Tools themselves also cannot be composed in any SOTA models. Composition is not a feature the tool schema supports and they are not trained on it.
Models obviously understand the general concept of function composition, but we don't currently provide the environments in which this is actually possible out side of highly generic tools like Bash or sandboxed execution environments like https://agenttoolprotocol.com/
Why are tokens not coloured? Would there just be too many params if we double the token count so the model could always tell input tokens from output tokens?
That's something I'm wondering as well. Not sure how it is with frontier models, but what you can see on Huggingface, the "standard" method to distinguish tokens still seems to be special delimiter tokens or even just formatting.
Are there technical reasons why you can't make the "source" of the token (system prompt, user prompt, model thinking output, model response output, tool call, tool result, etc) a part of the feature vector - or even treat it as a different "modality"?

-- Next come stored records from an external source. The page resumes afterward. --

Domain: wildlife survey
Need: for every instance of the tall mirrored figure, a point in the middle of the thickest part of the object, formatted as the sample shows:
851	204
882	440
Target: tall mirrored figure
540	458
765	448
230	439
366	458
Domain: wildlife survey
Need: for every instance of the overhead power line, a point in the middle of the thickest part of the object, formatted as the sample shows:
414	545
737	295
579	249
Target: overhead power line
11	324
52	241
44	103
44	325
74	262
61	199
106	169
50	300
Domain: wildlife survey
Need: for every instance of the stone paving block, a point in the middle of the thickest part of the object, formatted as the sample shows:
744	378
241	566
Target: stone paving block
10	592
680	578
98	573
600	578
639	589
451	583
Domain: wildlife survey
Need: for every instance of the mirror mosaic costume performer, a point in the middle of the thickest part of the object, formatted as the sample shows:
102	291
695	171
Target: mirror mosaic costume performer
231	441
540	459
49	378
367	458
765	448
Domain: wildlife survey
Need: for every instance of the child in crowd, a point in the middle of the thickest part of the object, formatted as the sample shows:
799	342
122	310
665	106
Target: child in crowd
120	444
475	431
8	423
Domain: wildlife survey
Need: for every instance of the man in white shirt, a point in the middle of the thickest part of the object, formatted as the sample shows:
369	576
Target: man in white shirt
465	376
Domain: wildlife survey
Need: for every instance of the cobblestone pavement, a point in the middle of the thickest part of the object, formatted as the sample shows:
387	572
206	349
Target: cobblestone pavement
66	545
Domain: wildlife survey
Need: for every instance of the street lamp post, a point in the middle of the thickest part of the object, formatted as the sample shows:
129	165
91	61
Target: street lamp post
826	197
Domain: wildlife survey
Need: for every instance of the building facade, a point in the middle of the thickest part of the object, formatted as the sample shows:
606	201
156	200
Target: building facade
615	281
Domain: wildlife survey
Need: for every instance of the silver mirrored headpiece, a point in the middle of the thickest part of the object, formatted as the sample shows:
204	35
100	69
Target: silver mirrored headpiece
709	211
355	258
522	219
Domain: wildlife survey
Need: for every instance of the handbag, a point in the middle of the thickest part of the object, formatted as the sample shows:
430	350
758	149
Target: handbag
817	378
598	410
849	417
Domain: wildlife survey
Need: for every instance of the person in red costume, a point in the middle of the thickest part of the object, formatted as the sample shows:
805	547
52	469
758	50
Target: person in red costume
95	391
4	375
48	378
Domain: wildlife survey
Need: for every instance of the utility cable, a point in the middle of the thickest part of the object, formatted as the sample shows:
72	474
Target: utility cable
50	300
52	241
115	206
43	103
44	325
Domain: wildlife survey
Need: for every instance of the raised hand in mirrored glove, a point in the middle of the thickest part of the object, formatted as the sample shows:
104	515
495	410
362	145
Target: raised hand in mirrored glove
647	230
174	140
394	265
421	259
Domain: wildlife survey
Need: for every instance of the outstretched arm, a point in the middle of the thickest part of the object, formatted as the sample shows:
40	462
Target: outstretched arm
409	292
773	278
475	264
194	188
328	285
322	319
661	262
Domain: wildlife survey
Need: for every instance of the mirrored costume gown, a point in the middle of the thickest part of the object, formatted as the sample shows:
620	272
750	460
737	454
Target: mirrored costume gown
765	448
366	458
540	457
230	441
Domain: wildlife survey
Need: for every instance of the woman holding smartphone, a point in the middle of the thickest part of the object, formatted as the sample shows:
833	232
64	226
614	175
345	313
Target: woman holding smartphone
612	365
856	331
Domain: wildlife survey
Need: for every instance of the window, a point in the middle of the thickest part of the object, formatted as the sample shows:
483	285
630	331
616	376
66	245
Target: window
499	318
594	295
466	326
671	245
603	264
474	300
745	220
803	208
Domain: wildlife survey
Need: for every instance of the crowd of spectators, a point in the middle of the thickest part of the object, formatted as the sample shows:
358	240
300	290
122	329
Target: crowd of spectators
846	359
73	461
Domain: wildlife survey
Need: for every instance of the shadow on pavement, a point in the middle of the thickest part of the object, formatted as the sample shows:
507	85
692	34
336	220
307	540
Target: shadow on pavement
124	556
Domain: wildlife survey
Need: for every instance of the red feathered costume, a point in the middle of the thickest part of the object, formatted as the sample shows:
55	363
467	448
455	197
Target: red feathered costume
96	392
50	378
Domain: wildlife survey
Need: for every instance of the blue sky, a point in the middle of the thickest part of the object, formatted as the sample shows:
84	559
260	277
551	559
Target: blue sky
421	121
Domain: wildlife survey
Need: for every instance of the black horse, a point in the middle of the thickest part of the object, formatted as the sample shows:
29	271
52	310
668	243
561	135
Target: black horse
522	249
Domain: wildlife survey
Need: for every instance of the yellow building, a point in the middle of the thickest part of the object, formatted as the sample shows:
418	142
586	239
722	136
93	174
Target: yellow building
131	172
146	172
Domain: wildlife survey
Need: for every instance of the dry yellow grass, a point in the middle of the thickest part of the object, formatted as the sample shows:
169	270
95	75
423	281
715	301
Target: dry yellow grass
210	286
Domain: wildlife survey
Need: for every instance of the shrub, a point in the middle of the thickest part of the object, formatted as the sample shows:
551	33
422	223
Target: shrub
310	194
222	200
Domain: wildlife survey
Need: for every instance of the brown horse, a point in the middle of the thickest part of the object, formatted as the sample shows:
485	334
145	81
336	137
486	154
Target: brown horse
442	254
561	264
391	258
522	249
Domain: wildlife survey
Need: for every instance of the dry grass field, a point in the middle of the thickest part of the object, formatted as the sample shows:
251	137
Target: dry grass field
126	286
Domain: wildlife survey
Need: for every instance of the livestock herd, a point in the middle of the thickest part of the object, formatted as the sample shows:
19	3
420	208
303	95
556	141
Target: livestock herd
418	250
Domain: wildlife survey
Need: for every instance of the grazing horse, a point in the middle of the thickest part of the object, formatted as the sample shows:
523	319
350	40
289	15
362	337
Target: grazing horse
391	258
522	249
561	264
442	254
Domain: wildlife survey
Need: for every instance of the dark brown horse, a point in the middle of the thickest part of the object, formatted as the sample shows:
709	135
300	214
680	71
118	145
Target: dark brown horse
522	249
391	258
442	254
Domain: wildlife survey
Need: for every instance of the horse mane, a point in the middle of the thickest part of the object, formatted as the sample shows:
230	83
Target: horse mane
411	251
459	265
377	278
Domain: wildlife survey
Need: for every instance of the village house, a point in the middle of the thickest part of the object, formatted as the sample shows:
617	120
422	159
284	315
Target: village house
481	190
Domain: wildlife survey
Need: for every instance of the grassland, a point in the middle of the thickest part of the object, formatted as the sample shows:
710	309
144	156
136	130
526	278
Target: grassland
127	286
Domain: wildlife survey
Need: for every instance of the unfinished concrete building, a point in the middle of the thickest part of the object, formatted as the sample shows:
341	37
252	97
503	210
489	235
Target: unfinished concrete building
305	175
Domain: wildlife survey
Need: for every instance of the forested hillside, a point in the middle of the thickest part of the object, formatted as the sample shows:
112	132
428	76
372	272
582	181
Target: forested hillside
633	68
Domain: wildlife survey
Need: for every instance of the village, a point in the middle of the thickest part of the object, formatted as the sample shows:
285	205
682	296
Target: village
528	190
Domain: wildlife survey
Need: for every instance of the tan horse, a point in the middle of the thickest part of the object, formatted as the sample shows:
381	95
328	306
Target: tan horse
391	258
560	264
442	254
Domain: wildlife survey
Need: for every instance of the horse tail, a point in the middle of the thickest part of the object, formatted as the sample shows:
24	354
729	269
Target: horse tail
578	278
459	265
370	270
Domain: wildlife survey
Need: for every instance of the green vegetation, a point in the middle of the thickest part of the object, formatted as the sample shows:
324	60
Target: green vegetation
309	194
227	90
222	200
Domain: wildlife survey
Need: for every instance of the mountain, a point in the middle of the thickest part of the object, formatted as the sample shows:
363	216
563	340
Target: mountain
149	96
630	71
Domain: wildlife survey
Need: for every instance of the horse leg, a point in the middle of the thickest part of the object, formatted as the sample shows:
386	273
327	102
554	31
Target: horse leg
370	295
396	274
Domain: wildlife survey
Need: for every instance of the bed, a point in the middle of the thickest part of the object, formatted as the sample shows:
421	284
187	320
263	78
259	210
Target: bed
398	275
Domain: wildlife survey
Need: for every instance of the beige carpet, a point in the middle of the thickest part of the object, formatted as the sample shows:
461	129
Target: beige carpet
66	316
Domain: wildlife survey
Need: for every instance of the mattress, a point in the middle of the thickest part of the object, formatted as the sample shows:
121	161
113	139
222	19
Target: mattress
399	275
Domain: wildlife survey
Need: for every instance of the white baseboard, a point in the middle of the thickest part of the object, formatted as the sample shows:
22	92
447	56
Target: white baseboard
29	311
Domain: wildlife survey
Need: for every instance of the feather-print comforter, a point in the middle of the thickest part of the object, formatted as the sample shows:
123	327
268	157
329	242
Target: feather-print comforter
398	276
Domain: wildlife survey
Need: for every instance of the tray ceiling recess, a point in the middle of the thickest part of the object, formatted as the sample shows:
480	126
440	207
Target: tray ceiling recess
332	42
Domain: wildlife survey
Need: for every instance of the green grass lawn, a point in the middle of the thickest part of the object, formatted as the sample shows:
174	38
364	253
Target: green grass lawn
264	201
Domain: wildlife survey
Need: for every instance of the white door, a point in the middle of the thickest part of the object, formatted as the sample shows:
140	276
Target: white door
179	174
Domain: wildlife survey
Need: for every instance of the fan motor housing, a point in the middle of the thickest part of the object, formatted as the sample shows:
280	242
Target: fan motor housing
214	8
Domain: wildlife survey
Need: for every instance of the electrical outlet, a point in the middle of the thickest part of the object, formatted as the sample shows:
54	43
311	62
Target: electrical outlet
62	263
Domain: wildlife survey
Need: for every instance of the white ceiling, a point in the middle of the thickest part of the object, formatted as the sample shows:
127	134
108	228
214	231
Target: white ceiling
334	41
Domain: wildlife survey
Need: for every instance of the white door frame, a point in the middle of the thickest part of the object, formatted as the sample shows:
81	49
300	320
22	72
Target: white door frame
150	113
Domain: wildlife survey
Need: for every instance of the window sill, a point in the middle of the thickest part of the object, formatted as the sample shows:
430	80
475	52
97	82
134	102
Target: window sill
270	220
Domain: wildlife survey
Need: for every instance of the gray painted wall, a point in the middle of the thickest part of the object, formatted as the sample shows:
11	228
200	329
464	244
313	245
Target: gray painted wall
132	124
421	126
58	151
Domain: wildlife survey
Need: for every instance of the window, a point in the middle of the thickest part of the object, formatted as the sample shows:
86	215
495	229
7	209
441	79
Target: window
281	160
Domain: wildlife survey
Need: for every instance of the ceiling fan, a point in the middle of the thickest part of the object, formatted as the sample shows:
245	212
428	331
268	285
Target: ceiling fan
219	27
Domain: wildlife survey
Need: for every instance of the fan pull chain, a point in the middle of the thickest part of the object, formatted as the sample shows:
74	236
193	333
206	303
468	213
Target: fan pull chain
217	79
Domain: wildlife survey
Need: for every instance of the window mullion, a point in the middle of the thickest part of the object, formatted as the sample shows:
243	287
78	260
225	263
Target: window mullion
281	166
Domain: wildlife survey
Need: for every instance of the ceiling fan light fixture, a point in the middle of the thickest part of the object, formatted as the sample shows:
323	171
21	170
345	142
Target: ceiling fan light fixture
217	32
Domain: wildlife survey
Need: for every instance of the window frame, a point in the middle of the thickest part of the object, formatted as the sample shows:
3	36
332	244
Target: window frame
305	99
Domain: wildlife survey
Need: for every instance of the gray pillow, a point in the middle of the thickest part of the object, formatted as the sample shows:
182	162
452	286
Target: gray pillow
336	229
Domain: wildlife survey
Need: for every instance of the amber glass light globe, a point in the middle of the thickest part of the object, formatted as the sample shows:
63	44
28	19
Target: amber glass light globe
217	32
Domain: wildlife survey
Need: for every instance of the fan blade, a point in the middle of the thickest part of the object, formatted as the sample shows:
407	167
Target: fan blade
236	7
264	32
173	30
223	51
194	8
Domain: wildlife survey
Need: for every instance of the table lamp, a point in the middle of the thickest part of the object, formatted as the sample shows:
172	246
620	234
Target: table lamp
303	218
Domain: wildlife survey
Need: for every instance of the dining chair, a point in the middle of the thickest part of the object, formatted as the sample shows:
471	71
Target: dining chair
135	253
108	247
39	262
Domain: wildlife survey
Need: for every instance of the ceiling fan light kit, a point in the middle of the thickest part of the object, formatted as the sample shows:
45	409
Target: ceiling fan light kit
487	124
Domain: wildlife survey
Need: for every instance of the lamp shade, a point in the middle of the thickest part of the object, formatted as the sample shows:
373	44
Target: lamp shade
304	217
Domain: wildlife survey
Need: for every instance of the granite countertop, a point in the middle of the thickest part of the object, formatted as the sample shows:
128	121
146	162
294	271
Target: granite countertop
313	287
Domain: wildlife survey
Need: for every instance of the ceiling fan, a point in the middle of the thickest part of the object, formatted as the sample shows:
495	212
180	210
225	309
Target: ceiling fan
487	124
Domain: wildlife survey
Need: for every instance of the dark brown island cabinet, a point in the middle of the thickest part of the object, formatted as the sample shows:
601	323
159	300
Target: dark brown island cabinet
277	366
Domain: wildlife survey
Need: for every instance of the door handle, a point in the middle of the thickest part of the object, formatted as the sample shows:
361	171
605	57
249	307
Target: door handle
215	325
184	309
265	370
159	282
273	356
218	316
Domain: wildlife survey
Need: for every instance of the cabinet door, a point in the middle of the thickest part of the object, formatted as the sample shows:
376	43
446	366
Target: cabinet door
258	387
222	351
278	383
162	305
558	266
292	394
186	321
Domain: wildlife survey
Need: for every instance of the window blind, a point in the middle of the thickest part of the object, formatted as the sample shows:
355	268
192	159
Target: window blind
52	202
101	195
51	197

By the nature of the LLM architecture I think if you "colored" the input via tokens the model would about 85% "unlearn" the coloring anyhow. Which is to say, it's going to figure out that "test" in the two different colors is the same thing. It kind of has to, after all, you don't want to be talking about a "test" in your prompt and it be completely unable to connect that to the concept of "test" in its own replies. The coloring would end up as just another language in an already multi-language model. It might slightly help but I doubt it would be a solution to the problem. And possibly at an unacceptable loss of capability as it would burn some of its capacity on that "unlearning".
So most training data would be grey and a little bit coloured? Ok, that sounds plausible. But then maybe they tried and the current models get it already right 99.99% of the time, so observing any improvement is very hard.
They have a lot of data in the form: user input, LLM output.
Then the model learns what the previous LLM models produced, with all their flaws. The core LLM premise is that it learns from all available human text.
This hasn't been the full story for years now. All SOTA models are strongly post-trained with reinforcement learning to improve performance on specific problems and interaction patterns.
The vast majority of this training data is generated synthetically.
Because they're the main prompt injection vector, I think you'd want to distinguish tool results from user messages. By the time you go that far, you need colors for those two, plus system messages, plus thinking/responses. I have to think it's been tried and it just cost too much capability but it may be the best opportunity to improve at some point.
This has the potential to improve things a lot, though there would still be a failure mode when the user quotes the model or the model (e.g. in thinking) quotes the user.
I’ve been curious about this too - obvious performance overhead to have a internal/external channel but might make training away this class of problems easier
The models are already massively over trained. Perhaps you could do something like initialise the 2 new token sets based on the shared data, then use existing chat logs to train it to understand the difference between input and output content? That's only a single extra phase.